Thursday, August 07, 2008

Oh the things you'll see

So I'm reading some of the recent listings this morning and I come across "Dog swallows two-foot-long stick and survives. Your dog doesn't want stake." I chuckled to myself about how domestication seems to have robbed some animals of their survival instinct. I wondered how many wolves find long sticks on the ground ~ probably on a daily basis; and then how many decide to attempt to swallow said long sticks ~ probably none.

Thus convinced of my logical vindication, I continued perusing the listings and came across "It was only a matter of time. Man chokes to death during a cake-eating competition." Isn't it funny how the universe will poke you in the ego right when you need it? This dude tries to one-up his friends who have shoved 2, 3 and 4 "fairy cakes" (whatever the heck those are) into their mouths by stuffing FIVE in his pie-, forgive me, cakehole. He collapsed on his way to the "toilets" in convulsions and died at the hospital.

Fairy-cake fragments.
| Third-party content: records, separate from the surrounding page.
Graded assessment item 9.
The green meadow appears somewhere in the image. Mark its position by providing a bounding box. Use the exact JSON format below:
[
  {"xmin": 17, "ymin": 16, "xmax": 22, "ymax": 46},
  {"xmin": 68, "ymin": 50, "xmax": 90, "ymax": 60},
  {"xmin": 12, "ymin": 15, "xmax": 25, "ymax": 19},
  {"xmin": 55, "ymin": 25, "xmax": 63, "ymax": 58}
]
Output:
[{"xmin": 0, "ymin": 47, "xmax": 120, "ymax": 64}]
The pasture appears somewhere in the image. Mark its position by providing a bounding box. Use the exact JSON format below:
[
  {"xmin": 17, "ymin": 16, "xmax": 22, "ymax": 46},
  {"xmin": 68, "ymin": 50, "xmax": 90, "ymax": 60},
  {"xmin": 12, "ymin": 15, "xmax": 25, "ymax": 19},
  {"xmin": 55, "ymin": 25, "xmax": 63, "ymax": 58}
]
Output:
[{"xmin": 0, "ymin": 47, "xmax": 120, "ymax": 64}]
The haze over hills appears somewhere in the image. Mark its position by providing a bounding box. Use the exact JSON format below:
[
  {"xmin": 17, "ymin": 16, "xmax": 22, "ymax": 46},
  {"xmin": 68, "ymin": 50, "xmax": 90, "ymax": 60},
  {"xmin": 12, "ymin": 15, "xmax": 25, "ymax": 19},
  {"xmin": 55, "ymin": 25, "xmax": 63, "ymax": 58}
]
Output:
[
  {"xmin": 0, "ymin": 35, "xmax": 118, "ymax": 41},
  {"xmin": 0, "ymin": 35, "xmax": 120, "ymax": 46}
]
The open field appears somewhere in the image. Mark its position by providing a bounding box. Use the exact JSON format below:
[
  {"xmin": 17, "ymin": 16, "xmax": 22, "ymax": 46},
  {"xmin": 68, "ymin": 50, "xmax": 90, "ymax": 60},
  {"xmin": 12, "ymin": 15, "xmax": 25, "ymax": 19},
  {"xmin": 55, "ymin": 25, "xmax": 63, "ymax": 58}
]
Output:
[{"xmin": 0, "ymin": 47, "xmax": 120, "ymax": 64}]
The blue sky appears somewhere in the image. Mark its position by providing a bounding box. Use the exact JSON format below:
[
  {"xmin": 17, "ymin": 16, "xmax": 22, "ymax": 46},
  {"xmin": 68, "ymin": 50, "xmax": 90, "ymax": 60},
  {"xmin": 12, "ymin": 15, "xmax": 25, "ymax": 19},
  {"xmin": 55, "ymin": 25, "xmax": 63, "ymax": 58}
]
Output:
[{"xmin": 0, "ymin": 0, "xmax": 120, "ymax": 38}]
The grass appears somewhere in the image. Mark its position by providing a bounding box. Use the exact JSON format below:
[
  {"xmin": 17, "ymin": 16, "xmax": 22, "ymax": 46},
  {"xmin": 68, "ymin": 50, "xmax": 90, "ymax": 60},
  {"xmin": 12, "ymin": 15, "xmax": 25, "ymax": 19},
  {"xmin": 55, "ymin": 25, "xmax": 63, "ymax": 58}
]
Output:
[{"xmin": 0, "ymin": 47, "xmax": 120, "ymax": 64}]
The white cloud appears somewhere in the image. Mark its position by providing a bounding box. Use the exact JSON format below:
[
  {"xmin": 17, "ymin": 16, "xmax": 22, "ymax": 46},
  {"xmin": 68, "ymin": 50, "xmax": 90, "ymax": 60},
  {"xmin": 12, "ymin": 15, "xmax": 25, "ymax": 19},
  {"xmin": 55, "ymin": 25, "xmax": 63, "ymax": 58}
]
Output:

Don't breathe this.

I guess stuffing your face with too much crap is just part of hanging around with humans.

Wednesday, August 06, 2008

What happened to their racks?

Just a quick note memorializing the disappearance of Daily News boxes along my route to lunch. I've been gone a couple of weeks from the lunch scene, but upon resuming my food-seeking treks, I noticed that there were no newspaper boxes along my path on Page Mill Road where there were previously three or more. I was relegated to searching the boxes on El Camino.